His face changed as he thought that one over, brightening a bit and then collapsing again. “But thinking about… while I… That’s wrong.”
“A lot of men do. It isn’t necessarily an easy thing to accept about yourself, but it isn’t rare, either.” This kid needed a lot more help than I could provide in the course of a camp physical. “Or wrong.”
A tap at the door signaled my nurse with a tray and a syringe. Normally she would stay and do the inoculation, leaving me free to see the next patient, but I took the tray and shut the door.
“My parents are never going to understand. They’ll hate me. They think every gay is a promiscuous ‘ho’ who’s going to get AIDS and die a gruesome death and then go straight to Hell. Or should.”
I stuck his deltoid with the needle, as much to get his attention as to administer the tetanus shot. “They’re still your parents; they may have more flexibility than you think. Look, is there any way you can get some counseling? Think we can get your folks to agree that you need to talk to someone, without being specific about why?”
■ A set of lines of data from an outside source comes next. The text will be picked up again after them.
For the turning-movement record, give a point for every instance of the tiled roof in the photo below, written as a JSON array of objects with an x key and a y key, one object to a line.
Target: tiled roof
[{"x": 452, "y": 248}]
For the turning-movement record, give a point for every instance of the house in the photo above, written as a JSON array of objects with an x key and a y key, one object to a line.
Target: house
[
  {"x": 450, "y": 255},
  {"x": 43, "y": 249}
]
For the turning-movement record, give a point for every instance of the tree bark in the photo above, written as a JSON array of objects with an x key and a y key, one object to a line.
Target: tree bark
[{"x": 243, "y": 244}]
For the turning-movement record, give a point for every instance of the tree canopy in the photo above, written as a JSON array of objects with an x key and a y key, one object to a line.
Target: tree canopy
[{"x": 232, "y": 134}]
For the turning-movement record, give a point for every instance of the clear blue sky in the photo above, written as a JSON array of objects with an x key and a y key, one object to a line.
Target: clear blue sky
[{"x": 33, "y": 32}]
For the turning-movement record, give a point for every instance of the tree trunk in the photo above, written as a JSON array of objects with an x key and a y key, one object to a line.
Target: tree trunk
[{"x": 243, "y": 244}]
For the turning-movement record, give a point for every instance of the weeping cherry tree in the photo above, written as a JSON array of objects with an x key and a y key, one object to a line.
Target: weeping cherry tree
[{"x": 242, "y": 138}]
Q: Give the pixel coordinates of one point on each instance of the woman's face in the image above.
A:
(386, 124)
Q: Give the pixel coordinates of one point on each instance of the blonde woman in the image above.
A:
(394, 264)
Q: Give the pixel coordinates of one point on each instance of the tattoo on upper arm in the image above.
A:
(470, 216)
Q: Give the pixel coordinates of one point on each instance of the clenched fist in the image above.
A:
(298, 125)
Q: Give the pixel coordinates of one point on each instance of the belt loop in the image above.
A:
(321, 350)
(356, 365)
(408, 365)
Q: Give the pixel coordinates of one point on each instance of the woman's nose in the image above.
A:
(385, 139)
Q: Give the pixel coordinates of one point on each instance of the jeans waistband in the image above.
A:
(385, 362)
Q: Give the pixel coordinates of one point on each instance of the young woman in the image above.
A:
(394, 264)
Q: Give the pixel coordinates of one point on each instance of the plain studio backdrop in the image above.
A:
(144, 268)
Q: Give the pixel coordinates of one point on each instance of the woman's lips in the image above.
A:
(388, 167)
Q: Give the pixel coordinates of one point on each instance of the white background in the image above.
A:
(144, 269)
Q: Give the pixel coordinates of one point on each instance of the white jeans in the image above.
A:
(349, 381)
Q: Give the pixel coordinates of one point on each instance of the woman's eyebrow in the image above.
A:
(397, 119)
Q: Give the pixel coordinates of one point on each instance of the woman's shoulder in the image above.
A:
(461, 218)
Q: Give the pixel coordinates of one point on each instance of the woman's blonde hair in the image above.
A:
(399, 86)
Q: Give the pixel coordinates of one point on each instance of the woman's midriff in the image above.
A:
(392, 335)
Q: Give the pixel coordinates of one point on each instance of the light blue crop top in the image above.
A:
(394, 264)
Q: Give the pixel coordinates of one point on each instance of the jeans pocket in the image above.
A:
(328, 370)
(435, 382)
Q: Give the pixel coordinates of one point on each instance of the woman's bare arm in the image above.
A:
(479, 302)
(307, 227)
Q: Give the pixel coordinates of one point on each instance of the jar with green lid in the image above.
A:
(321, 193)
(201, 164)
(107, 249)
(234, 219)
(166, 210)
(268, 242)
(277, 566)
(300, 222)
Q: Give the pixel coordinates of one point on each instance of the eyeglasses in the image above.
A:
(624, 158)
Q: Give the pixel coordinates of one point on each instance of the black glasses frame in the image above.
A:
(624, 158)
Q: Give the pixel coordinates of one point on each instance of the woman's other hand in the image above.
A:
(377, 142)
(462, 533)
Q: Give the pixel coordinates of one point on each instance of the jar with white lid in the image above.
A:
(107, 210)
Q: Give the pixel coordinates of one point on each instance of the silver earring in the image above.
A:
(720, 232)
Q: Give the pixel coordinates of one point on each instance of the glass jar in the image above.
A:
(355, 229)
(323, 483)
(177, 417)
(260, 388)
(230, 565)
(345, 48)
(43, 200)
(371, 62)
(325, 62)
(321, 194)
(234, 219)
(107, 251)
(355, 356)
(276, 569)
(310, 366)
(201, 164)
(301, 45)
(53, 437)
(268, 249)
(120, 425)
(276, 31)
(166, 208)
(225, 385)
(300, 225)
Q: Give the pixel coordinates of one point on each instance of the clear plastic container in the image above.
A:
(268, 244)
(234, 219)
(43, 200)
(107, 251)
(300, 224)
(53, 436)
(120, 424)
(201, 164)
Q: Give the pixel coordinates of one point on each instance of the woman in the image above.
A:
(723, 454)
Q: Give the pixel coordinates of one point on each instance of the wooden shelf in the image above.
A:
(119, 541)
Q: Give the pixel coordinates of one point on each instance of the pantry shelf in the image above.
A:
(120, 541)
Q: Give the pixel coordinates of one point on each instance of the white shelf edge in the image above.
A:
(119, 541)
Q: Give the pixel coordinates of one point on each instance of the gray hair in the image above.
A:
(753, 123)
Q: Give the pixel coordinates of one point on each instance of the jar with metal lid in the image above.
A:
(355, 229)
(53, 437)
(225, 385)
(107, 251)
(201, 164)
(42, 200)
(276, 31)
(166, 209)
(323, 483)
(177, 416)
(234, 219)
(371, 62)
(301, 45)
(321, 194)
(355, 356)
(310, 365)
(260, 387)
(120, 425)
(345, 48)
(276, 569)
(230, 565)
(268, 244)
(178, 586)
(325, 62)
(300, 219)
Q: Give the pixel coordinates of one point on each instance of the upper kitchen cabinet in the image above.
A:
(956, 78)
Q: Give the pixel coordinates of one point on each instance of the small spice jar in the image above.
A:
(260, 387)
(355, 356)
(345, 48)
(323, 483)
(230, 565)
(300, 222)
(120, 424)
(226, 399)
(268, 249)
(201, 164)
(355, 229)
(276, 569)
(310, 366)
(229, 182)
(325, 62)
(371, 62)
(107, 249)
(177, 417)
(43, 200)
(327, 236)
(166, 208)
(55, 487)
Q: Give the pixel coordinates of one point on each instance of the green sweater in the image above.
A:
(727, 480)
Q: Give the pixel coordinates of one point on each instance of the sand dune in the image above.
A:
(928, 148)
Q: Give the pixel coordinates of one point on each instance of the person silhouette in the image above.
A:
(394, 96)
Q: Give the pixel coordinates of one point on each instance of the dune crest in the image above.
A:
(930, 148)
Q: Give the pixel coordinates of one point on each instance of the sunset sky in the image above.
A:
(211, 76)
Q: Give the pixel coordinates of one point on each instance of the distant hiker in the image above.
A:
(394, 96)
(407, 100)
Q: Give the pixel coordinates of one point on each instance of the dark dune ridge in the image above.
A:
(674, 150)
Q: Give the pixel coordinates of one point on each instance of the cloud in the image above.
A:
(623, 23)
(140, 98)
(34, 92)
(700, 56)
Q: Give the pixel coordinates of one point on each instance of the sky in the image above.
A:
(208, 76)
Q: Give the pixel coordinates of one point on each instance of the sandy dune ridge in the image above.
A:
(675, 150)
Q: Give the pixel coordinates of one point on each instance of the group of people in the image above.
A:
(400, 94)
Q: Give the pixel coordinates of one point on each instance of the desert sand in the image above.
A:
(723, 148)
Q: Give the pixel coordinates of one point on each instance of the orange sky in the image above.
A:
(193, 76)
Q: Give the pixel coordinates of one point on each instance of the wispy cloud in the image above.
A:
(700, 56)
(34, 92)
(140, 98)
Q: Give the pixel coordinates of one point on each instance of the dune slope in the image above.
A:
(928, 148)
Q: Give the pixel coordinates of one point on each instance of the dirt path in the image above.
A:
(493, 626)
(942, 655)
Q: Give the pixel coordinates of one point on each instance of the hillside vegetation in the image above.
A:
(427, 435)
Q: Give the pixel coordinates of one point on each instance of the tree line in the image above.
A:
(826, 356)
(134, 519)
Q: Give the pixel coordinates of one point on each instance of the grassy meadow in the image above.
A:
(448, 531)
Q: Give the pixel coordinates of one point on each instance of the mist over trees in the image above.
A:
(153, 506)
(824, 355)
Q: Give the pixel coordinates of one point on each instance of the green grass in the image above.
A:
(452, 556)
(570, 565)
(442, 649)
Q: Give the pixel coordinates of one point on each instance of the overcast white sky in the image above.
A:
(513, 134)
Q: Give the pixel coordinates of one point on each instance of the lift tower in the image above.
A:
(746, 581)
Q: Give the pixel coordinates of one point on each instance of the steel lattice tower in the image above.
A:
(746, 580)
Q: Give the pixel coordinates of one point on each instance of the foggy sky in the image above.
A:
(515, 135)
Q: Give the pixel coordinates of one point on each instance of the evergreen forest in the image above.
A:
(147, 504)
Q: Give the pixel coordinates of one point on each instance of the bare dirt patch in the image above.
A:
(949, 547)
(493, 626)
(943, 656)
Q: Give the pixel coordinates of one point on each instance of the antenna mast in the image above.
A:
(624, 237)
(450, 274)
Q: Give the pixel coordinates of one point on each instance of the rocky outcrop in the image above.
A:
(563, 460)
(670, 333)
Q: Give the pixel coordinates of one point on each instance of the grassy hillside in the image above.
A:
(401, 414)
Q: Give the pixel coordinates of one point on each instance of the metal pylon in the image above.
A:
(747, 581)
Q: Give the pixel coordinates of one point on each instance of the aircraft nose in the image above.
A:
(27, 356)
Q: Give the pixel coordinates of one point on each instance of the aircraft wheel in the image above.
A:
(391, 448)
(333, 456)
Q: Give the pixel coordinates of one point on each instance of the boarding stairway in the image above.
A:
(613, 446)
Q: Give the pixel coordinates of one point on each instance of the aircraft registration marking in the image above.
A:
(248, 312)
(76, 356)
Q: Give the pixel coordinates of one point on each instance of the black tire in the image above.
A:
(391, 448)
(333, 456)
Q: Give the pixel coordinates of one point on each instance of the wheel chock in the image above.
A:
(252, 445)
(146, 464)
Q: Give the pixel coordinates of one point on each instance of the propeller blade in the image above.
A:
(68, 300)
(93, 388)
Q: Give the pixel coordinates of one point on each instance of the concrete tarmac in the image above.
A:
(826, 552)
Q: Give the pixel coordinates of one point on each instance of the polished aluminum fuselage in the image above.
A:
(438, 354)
“They’d send me to the pastor, and I know what he’d say.” No flicker of hope existed in that statement. “I’m already damned.” I couldn’t tell if he was predicting the pastor’s reaction or assessing himself, so despairing were his words.
“No, you’re not.” I guess I was going to have to argue theology with the kid. “Do you do yard work?”
That got his attention. “Yeah, why?”
“Then when you get back from camp, you can come over to the vet clinic at 92nd and Wickham and mow the lawn. That gives you a legitimate reason to be there, something you can explain to your parents, and we’ll have some iced tea and talk afterwards. You shouldn’t have to bear this alone. Okay?”
“I’ll… think about it.”
“I’ll see you after camp.” I’d probably broken every rule about separation of professional and private life, but this kid needed an outside voice in the worst way. He’d already opened up to me and found me non-judgmental; maybe I could help him find what he needed to get to a place where he wasn’t condemning himself. And it wouldn’t hurt one bit for him to see a committed, monogamous gay couple living a recognizably suburban life.